By 1872, there was a bill before Congress seeking authorization for such a coin. Around the same time, the Mint began to strike several commercial dollar designs in preparation for the new piece upon passage of the bill. Eventually, it was decided that the design would show Liberty as represented by a seated figure facing left, a reference to the direction of East Asia. The obverse showed a bald eagle as required by law. Interestingly, the image of the eagle on this coin was a reversal of most other coins of the era given that the eagle held three arrows in its right claw and an olive branch in its left.
After the coin was minted and circulated, Henry Linderman, American financier and superintendent of the U.S. Mint, ordered a review of the coin’s acceptance in China. He learned that the coin was fairly well circulated in southern China but failed to experience widespread usage in the north.
Around this same time, Congress passed the Specie Redemption Act which gave the Treasury permission to pay silver coins in exchange for paper currency. This decision, coupled with a drop in silver prices, led to an increase of silver coins in American transactions and Trade Dollars started flowing back into the US. Soon, the intrinsic value of the coin sunk below one dollar and by late July of 1876 Congress passed a bill that officially demonetized it.
Despite this, Trade Dollars remained in circulation and some employers in the US started to pay workers with them, as they could be purchased at a discount as the price of silver dropped. In response, many towns set a fixed value on the coins.
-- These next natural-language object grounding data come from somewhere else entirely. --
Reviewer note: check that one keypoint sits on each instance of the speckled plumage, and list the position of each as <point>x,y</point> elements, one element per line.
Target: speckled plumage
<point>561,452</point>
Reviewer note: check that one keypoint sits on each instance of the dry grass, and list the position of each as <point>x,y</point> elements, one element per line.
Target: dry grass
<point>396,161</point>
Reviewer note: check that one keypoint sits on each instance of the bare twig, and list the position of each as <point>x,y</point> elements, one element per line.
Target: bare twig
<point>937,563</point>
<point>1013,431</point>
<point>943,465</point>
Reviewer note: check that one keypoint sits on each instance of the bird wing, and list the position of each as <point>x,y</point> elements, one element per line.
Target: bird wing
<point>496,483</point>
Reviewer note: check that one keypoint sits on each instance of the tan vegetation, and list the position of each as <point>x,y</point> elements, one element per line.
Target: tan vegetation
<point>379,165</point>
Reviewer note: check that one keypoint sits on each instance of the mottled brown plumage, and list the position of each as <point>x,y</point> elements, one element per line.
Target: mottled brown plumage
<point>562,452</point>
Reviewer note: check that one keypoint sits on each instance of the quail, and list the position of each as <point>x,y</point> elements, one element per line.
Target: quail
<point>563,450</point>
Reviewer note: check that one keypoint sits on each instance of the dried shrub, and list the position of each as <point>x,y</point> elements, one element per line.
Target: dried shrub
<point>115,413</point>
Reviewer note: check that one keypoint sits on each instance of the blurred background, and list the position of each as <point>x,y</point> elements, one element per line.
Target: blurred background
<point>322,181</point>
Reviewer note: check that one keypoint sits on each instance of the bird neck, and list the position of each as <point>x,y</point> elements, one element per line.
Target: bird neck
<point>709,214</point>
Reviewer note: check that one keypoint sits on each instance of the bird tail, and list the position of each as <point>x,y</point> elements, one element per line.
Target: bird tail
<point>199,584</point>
Problems intensified as bullion prices continued to drop through the 1880s, which exacerbated losses among those who paid face value and ultimately were forced to sell at melt value.
Eventually, Trade Dollars were once again made legal tender upon passage of the Coinage Act of 1965. Today, the bullion and numismatic value of the Trade Dollar is greater than its face value of one dollar.
These coins, consisting of 90% silver and 10% copper, represent the confluence of change seen in American commerce in the late 1800s when commodity process, competing currencies, and international trade all influenced the fate of the Trade Dollar.